Umritte und Leonhardifahrten


Der hl. Leonhard zählt neben dem hl. Eligius, dem hl. Georg und dem hl. Stephan zu den Pferdepatronen. Leonhard wird besonders in Bayern als Viehparton, ja als "bayerischer Herrgott" verehrt. Der Legende zufolge wirkte der Heilige um das Jahr 500 am Hofe des Merowingerkönigs Chlodwig. Als Dank für die Geburtshilfe, die er der Königin geleistet hatte, soll er sich das Recht zur Amnestie von Gefangenen ausbedungen haben. Dadurch wurde er auch zum Schutzheiligen der Gefangenen und schwangeren Frauen.
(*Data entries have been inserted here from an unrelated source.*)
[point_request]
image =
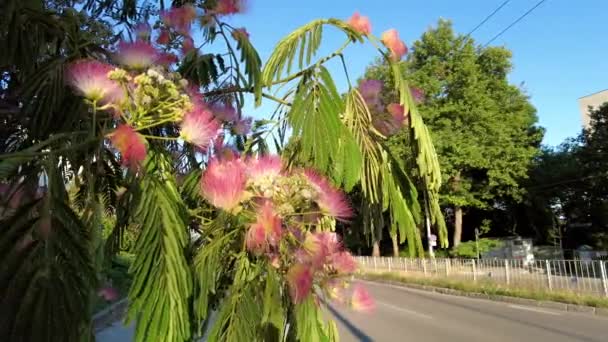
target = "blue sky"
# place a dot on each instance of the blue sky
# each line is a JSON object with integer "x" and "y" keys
{"x": 559, "y": 51}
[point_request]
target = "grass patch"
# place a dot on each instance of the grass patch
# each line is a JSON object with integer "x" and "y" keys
{"x": 491, "y": 288}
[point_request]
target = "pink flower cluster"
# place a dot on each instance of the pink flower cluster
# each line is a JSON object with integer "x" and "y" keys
{"x": 89, "y": 78}
{"x": 390, "y": 38}
{"x": 179, "y": 18}
{"x": 199, "y": 127}
{"x": 227, "y": 7}
{"x": 281, "y": 206}
{"x": 387, "y": 120}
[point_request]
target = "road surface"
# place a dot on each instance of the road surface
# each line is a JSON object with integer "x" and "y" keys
{"x": 411, "y": 315}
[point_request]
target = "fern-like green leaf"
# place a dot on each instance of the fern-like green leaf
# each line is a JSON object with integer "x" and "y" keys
{"x": 315, "y": 118}
{"x": 162, "y": 283}
{"x": 303, "y": 43}
{"x": 240, "y": 313}
{"x": 46, "y": 275}
{"x": 357, "y": 119}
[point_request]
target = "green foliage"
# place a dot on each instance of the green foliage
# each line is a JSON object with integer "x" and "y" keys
{"x": 47, "y": 274}
{"x": 303, "y": 42}
{"x": 314, "y": 117}
{"x": 481, "y": 126}
{"x": 162, "y": 283}
{"x": 471, "y": 249}
{"x": 53, "y": 257}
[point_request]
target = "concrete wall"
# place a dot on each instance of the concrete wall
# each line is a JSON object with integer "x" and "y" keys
{"x": 594, "y": 100}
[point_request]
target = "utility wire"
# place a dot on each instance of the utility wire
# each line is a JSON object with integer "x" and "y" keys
{"x": 515, "y": 22}
{"x": 488, "y": 17}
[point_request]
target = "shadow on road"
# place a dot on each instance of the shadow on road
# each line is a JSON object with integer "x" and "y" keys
{"x": 353, "y": 329}
{"x": 506, "y": 317}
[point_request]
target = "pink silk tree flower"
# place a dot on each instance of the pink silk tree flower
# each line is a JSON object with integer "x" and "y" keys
{"x": 330, "y": 200}
{"x": 343, "y": 262}
{"x": 142, "y": 31}
{"x": 398, "y": 115}
{"x": 226, "y": 7}
{"x": 397, "y": 47}
{"x": 299, "y": 278}
{"x": 243, "y": 126}
{"x": 199, "y": 127}
{"x": 335, "y": 289}
{"x": 417, "y": 94}
{"x": 361, "y": 300}
{"x": 316, "y": 250}
{"x": 187, "y": 45}
{"x": 164, "y": 37}
{"x": 360, "y": 24}
{"x": 179, "y": 18}
{"x": 223, "y": 183}
{"x": 166, "y": 59}
{"x": 130, "y": 144}
{"x": 240, "y": 33}
{"x": 136, "y": 55}
{"x": 89, "y": 78}
{"x": 370, "y": 91}
{"x": 266, "y": 231}
{"x": 331, "y": 242}
{"x": 264, "y": 167}
{"x": 108, "y": 293}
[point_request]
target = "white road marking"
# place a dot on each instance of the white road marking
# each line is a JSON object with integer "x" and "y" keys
{"x": 535, "y": 310}
{"x": 410, "y": 312}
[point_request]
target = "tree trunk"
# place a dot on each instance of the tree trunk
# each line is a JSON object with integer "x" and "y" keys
{"x": 376, "y": 248}
{"x": 457, "y": 225}
{"x": 395, "y": 245}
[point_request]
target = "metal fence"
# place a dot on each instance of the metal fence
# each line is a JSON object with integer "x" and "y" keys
{"x": 577, "y": 276}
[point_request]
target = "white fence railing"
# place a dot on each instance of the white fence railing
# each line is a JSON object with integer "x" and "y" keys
{"x": 578, "y": 276}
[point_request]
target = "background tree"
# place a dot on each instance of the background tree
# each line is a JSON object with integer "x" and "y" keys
{"x": 483, "y": 127}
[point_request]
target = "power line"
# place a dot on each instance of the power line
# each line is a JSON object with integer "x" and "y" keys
{"x": 515, "y": 22}
{"x": 489, "y": 16}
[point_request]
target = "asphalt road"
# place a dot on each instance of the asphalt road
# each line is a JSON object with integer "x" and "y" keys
{"x": 411, "y": 315}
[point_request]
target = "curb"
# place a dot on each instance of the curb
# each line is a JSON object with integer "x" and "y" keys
{"x": 109, "y": 315}
{"x": 590, "y": 310}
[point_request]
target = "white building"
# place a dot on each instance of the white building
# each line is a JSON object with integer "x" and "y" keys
{"x": 594, "y": 100}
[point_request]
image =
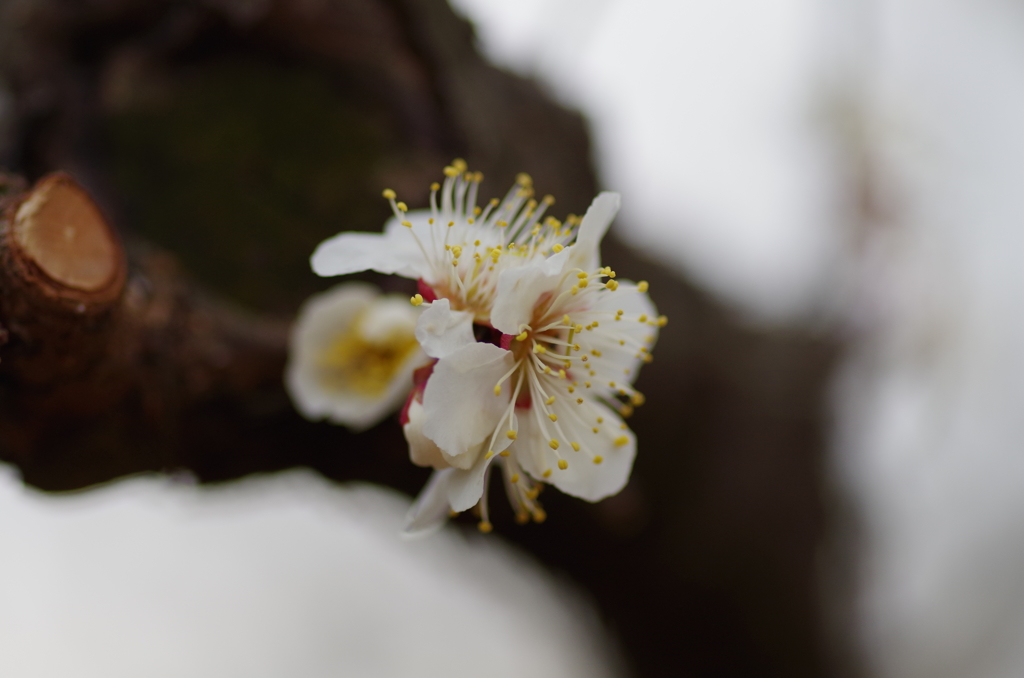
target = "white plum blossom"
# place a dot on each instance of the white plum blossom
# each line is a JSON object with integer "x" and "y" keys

Viele seiner Kirchen wurden zu Wallfahrtsstätten für freigelassene Gefangene. Einige seiner Kirchen sind noch heute von Eisenketten umgürtet, die aus dem Eisen verschiedener Votivgaben (u.a. Gefangenenketten) zusammen geschmiedet wurden. In Südtirol gibt es heute noch solche Kettenkirchen in Oberinn, Unterfennberg und Kollmann.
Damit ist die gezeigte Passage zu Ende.